The Evolution of the Testing Pyramid

At work I was recently tasked with leading a case study that would explore the differences between Unit testing and Functional Testing, with the overall aim being to determine if we should be focusing on one over the other, perhaps even exclusively. I figured that since I was going to be doing this work, it would be a good opportunity to write a blog post or two on the subject.

Some of my colleagues in the group were arguing for more unit tests, citing that we should be following the methodology of the “Testing Pyramid” as the core reason. Whilst I agree in principle with the analogy of the “Testing Pyramid”, I do feel that it has some flaws and I think that above all it is easy to forget that it is just an abstract model that shouldn’t necessarily be applied 100% to every software project.

So to try and set the scene for this upcoming case study in this blog post, I felt that a good place to start would be an explanation of the original “Testing Pyramid”, and also a discussion on how it has evolved over the last few years and how arguably complete anti-patterns of the challenges it was originally created to help tackle have formed from it in many organisations. Let’s get to it then!

THE ORIGINAL TEST “AUTOMATION” PYRAMID

The image below shows the original Testing Automation Pyramid created by Mike Cohn . One key thing to note straight away is that it was actually called the ‘Test Automation Pyramid’, as it was originally created just for test automation purposes. As time has gone on and the concept of the pyramid has been used more and more in software testing discussions it seems that in many cases the “automation” keyword got lost or muddled in with all types of testing during the evolution of the concept, but we will look at that in more detail later in the post.

Test Automation Pyramid

So the Test Automation Pyramid has three different layers of tests from bottom to top; Unit, Service and UI. Let’s look at each of the three types individually:

Automated Unit Tests

These are at the base of the pyramid and make up the largest segment. A unit test should test a small amount of independent code that doesn’t have dependencies on anything outside that code, the reason being that if that unit test fails, you will know straight away where the problem is. The Testing Pyramid shows that you should have more unit tests, the thinking behind that being that they are quick and cheap to create and maintain.

Automated Service Tests

As you move up the pyramid you have service tests which include things like API tests and Integration tests. They are a bit more complex to create and maintain, but they test how two or more parts of the system work together. The pyramid suggests you should have some service tests, but less of them than unit tests.

Automated UI Tests

Finally on top of the pyramid are UI tests which cover the full blown end to end flow of some activity through the system. You should have less of these because they are more ‘expensive’ (in terms of development and maintenance), but they cover a lot of ground and they might just be the only tests that will actually convince other stakeholders that the system does indeed work.

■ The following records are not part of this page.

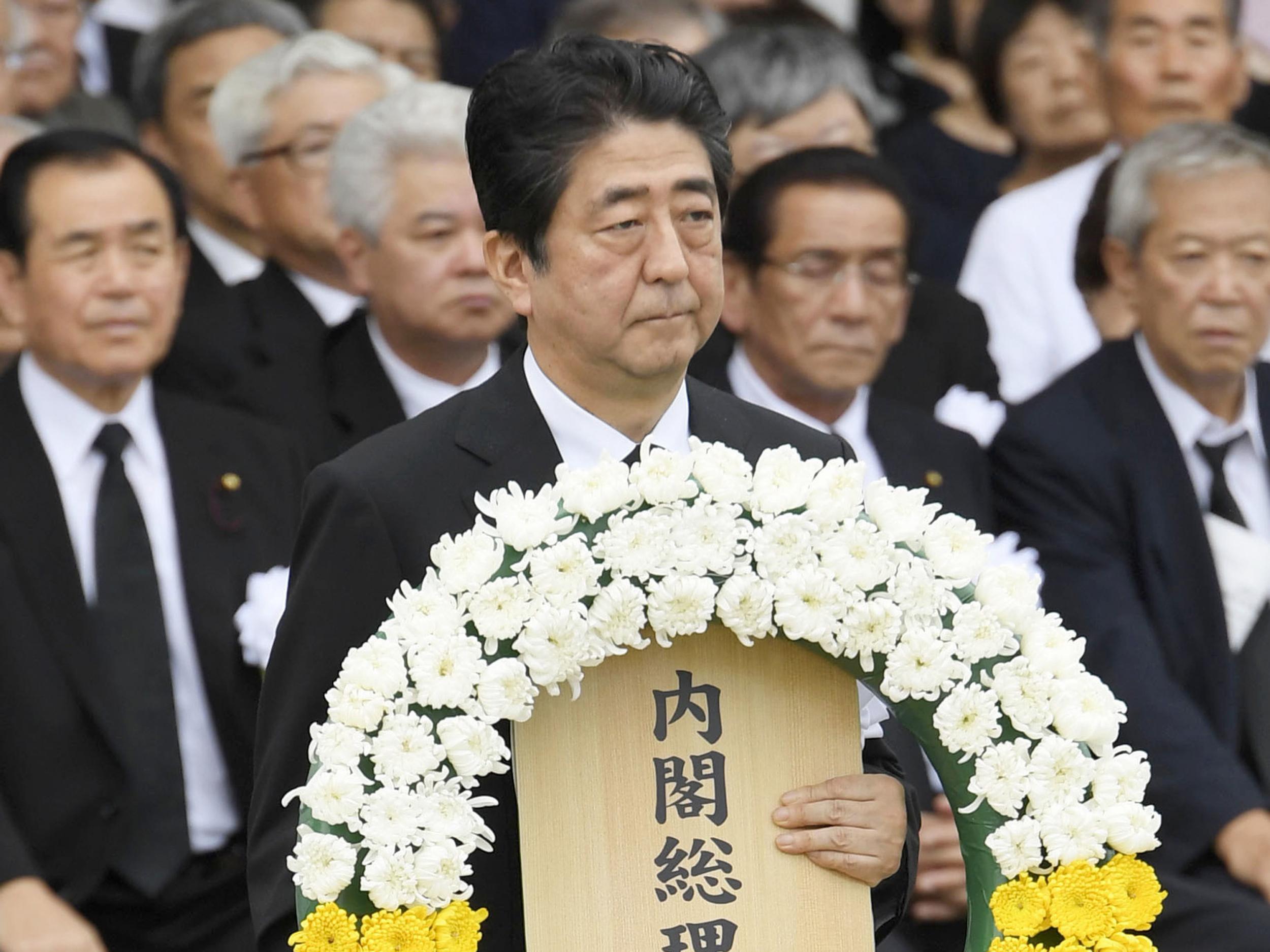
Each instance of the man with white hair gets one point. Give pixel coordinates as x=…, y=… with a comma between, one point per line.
x=276, y=118
x=1142, y=479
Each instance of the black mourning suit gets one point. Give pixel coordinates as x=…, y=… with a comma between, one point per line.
x=370, y=519
x=61, y=782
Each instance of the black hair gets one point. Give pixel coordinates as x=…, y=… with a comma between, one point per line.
x=748, y=229
x=1091, y=275
x=78, y=148
x=534, y=113
x=999, y=23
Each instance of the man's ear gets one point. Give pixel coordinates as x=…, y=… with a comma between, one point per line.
x=511, y=270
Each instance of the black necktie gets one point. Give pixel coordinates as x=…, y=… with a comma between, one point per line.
x=133, y=648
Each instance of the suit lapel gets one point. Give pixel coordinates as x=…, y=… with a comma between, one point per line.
x=34, y=521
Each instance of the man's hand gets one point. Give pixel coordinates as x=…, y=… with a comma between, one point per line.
x=854, y=826
x=1244, y=846
x=939, y=895
x=36, y=920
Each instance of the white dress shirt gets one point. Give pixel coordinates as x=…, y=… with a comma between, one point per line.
x=68, y=428
x=1248, y=473
x=229, y=259
x=418, y=391
x=333, y=305
x=854, y=428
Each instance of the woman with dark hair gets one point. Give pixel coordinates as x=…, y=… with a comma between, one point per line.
x=1035, y=67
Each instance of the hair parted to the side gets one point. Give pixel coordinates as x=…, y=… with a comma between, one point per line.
x=532, y=115
x=426, y=120
x=87, y=149
x=751, y=226
x=1185, y=150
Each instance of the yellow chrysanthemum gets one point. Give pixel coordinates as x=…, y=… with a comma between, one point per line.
x=1136, y=894
x=456, y=928
x=1080, y=903
x=399, y=932
x=1022, y=907
x=327, y=930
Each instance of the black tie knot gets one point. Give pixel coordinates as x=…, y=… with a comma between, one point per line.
x=112, y=441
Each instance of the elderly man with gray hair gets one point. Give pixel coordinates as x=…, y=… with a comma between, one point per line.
x=275, y=120
x=1142, y=479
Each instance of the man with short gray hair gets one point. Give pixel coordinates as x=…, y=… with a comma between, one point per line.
x=1142, y=479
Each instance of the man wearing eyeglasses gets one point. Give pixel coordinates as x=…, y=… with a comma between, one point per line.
x=275, y=120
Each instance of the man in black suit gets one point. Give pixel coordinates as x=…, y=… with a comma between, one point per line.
x=798, y=87
x=602, y=169
x=816, y=262
x=177, y=68
x=130, y=522
x=1142, y=480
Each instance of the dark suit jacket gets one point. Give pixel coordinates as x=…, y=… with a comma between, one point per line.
x=370, y=519
x=945, y=343
x=60, y=778
x=1090, y=474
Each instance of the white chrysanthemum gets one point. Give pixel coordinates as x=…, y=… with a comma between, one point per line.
x=1024, y=694
x=564, y=573
x=784, y=544
x=468, y=560
x=956, y=547
x=811, y=606
x=680, y=605
x=441, y=870
x=979, y=636
x=1050, y=646
x=405, y=750
x=1058, y=776
x=1073, y=834
x=783, y=481
x=1017, y=847
x=1085, y=710
x=356, y=707
x=337, y=744
x=745, y=606
x=597, y=490
x=837, y=491
x=499, y=610
x=1001, y=777
x=426, y=612
x=473, y=747
x=506, y=692
x=323, y=865
x=968, y=720
x=390, y=880
x=923, y=666
x=858, y=555
x=333, y=795
x=1132, y=828
x=525, y=519
x=1121, y=778
x=618, y=616
x=634, y=545
x=1011, y=592
x=872, y=629
x=446, y=671
x=662, y=476
x=901, y=513
x=723, y=473
x=390, y=819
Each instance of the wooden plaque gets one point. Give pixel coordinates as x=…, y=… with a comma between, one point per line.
x=625, y=843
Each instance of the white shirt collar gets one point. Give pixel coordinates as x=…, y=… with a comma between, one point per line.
x=583, y=438
x=229, y=259
x=418, y=391
x=68, y=425
x=333, y=305
x=1192, y=423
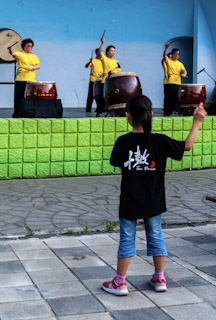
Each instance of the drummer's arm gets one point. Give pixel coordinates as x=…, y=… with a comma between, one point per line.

Now let me say that, as far as test automation goes, there is very little wrong with this model. It absolutely makes sense that, in most cases, you should have more unit tests than service tests and more service tests than UI tests. But it is very important to remember that this is just a model, it is not a hard and fast rule that should be adhered to in every software project. For example, you might be developing a mobile application that relies heavily on the UI – in this case you would absolutely want to focus more on UI testing, particularly if there is critical activity happening at that level. In fact the pyramid might become more of a cylinder, with equal numbers of tests in all the of the three layers. I just think that sometimes organisations fall into the trap of having to follow this pyramid explicitly (particularly if, for example, it is defined in some high-level corporate test strategy) and get hung up on the number of tests at each level. Anyway I digress, let’s look at how the original automation pyramid has evolved!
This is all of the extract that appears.